Self-Assessment - Jill Herzig : LUSENET : M.Ed./International Falls : One Thread

Self-Assessment - Jill Herzig

When I started college after high school, I had no clear area of interest. I attended the University of Minnesota - Minneapolis for three years. I began my foray into academia with a business concentration that evolved into an interest in advertising, and finally came together as a major in psychology. Being from a small town, I had no idea what life in a large city would be like. I neglected to take my education seriously, being more interested in life in the world around me. As I continued to take a variety of classes, I came to realize that I enjoyed the psychology of children and seemed to excel in this type of study. I discussed this possible major with a counselor and he suggested I become a school psychologist by first pursuing a degree in education. I followed his advice and transferred to the College of St. Catherine's in St. Paul. After two years, I received a degree in elementary education and coaching with an emphasis in psychology.

During this time, I was fortunate enough to get married and make a move to Duluth, Minnesota. Here I arranged with the College of St. Scholastica to do my student teaching in a third grade classroom. At this time, I realized that my new career had found me. I loved teaching and everything it had to offer. I found that my love for psychology came into use every day. Each student brings with them a complex situation that has to be analyzed and nurtured to the best of a teacher's ability. They need encouragement and reinforcement to get them motivated to be the best they can be. As a teacher, I use this as my goal. I try to decipher what motivates a child and take advantage of this to make them successful students and citizens of the community.

On completion of my student teaching, I began to substitute teach in the Duluth area for two years. I was fortunate enough to receive a long-term substitute teaching job in my second year in Hermantown Public Schools, teaching fifth grade. I was lucky enough to work with a kind and efficient staff that taught me a great deal about teamwork and colleague support. I had a child shortly after the completion of this job, and my family moved to International Falls, Minnesota.

Upon arrival in my hometown, I was hired as a sixth grade teacher in a parochial school were I have worked for the past six years. I began my teaching experience at St. Thomas School teaching a self-contained sixth- grade class. In the last two years, seventh and eighth grade mathematics have been added to my list of daily subjects. Coaching has also become a part of my routine. I am at present time the assistant girls swimming coach at our local high school. Along with two children and one due on Valentine's Day this makes for a busy but rewarding schedule.

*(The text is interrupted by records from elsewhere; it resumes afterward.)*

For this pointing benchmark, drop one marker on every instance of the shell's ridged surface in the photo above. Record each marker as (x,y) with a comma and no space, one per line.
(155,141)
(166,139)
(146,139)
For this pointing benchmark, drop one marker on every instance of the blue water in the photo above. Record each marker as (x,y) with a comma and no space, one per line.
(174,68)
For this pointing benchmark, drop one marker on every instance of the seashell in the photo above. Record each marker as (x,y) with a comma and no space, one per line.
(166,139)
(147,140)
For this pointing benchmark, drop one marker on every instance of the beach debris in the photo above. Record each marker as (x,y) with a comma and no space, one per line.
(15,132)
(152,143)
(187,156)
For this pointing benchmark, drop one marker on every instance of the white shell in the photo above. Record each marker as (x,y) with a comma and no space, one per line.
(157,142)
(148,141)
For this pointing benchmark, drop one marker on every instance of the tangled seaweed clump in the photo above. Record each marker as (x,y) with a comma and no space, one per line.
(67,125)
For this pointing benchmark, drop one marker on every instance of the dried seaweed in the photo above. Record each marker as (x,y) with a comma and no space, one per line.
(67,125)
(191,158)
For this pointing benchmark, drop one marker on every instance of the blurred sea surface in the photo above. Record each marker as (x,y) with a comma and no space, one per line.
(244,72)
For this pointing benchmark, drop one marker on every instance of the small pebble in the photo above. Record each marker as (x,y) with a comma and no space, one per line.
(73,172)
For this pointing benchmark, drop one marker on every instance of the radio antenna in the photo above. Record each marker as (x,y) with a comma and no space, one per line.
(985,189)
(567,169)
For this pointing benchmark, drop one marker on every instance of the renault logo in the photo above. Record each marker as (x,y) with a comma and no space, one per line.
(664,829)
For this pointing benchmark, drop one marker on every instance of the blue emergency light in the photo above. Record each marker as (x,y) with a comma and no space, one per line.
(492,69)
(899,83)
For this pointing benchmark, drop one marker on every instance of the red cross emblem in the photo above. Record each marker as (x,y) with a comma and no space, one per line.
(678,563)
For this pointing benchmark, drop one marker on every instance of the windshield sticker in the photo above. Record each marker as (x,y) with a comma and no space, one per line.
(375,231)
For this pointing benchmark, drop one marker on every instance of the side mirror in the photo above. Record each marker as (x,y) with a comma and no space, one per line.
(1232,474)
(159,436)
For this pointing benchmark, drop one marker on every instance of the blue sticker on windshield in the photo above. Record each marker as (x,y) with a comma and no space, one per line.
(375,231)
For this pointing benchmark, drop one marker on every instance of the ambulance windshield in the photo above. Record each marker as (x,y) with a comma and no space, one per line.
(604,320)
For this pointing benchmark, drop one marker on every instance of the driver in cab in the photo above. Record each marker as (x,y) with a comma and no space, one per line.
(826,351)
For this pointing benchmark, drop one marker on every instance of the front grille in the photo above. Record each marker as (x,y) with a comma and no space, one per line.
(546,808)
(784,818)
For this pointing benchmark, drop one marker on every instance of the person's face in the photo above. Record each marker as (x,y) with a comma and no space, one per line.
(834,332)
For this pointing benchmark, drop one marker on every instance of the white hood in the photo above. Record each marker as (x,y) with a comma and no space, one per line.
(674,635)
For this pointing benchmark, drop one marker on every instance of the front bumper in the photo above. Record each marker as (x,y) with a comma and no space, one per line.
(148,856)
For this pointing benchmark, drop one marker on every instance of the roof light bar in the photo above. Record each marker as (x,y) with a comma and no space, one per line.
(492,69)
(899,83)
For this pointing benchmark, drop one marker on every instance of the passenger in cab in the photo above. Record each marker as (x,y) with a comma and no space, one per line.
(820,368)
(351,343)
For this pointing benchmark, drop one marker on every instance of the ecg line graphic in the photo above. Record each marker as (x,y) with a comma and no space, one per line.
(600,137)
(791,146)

The professional issues that most interest me are centered on the areas of child psychology and motivation. Students appear to be harder to reach in today's society. They seem to have so many outside interests ranging from television to computer games that they appear harder to motivate and get excited by the fundamental subject matter they must be exposed to everyday.

Computer technology is another vital component in any educator's curriculum. A goal I have set for myself, during my pursuit of a master's degree, is to become more competent in using this medium as a tool to enhance learning as well as for a source of teaching strategies. At this time, I do not feel I utilize my computer or the Internet to its fullest potential. The investigation of new techniques and software is one of the areas I would like to strengthen.

The area I have chosen to explore for my thesis project is still undecided. A group of fellow educators and I are in the process of narrowing down our topic. At this time, I know I would like to investigate something in the area of child psychology. We have had discussions on brain development and how it affects children in a learning environment. We will delve into this line of thinking and arrive at a concise topic in the near future.